Download artikel als pdf

Het begon allemaal met een groene gieter, ruim tien jaar geleden. Om te voorkomen dat het plastic ding van de nieuwe afdeling zou verdwijnen, als een ster in een zwart gat, had iemand er met zwarte viltstift ‘Sterrenkunde’ op geschreven. Blijkbaar met succes, want de gieter staat er nog steeds. Als stille getuige van de afdeling die ook groeide dankzij zoiets basaals als watermoleculen. Logisch dus dat we na uren praten over zwaartekracht, zwarte gaten, hoop, geloof en liefde, uiteindelijk uitkomen bij de prozaïsche gieter op de boekenplank van de werkkamer van Heino Falcke, in een zijvleugel van het Huygensgebouw. Alles heeft immers met alles te maken, is zijn stellige overtuiging. “Ook de sterrenkunde moet je begieten om haar te laten groeien.”

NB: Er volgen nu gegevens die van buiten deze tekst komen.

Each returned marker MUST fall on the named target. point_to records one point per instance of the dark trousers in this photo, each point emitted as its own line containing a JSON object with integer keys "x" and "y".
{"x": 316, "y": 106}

Net als het heelal dijde de Nijmeegse astrofysica-afdeling langzaam uit. “We begonnen hier met een stuk of drie medewerkers, maar zijn inmiddels met rond de vijftig mensen”, vertelt de hoogleraar Astrodeeltjesfysica en radioastronomie aan de Radboud Universiteit. “Wij zijn de jongste afdeling sterrenkunde van Nederland. Vijf jaar geleden zei men dat onze kwaliteit uitstekend was, maar dat we te klein waren om alle belangrijke gebieden binnen de astronomie te dekken. Het bleek nodig om te groeien. Inmiddels hebben we de minimale grootte bereikt om levensvatbaar te zijn en moeilijke periodes te overleven. Nu is het de uitdaging om de goede sfeer te behouden de komende twintig, dertig jaar.”

Zwarte gaten

20130813-heino-falcke-dva-7315Door het schuine raam op zijn werkkamer, net zo breed als de kamer en lopend van vloer tot plafond, zou je ’s avonds duizenden sterren kunnen zien als het licht van de stad dat niet verhinderde. Verspreid in onze Melkweg liggen honderden miljoenen zwarte gaten. Falcke zou het liefst met eigen ogen gaan kijken aan de rand van zo’n sterrenlijk, dat door zijn enorme zwaartekrachtveld alles wat in de buurt komt – zelfs licht – naar binnen ‘trekt’ en nooit meer laat ontsnappen. Hoewel de meeste astrofysici er inmiddels van overtuigd zijn dat zwarte gaten bestaan, is het wetenschappelijk bewijs daarvoor nog niet geleverd. “Zwaartekracht is nauw verbonden met ruimte en tijd, die worden het meest gekromd bij een zwart gat. Daarom is het daar zo interessant. Ruimte en tijd zijn het theater waarin alles zich afspeelt, maar tijd en ruimte zijn niet zo gelijkmatig als we denken. Dat is het leuke”, zegt Falcke cryptisch. Ruimte en tijd kunnen worden uitgerekt en ingekrompen, ontdekte Albert Einstein al in 1915.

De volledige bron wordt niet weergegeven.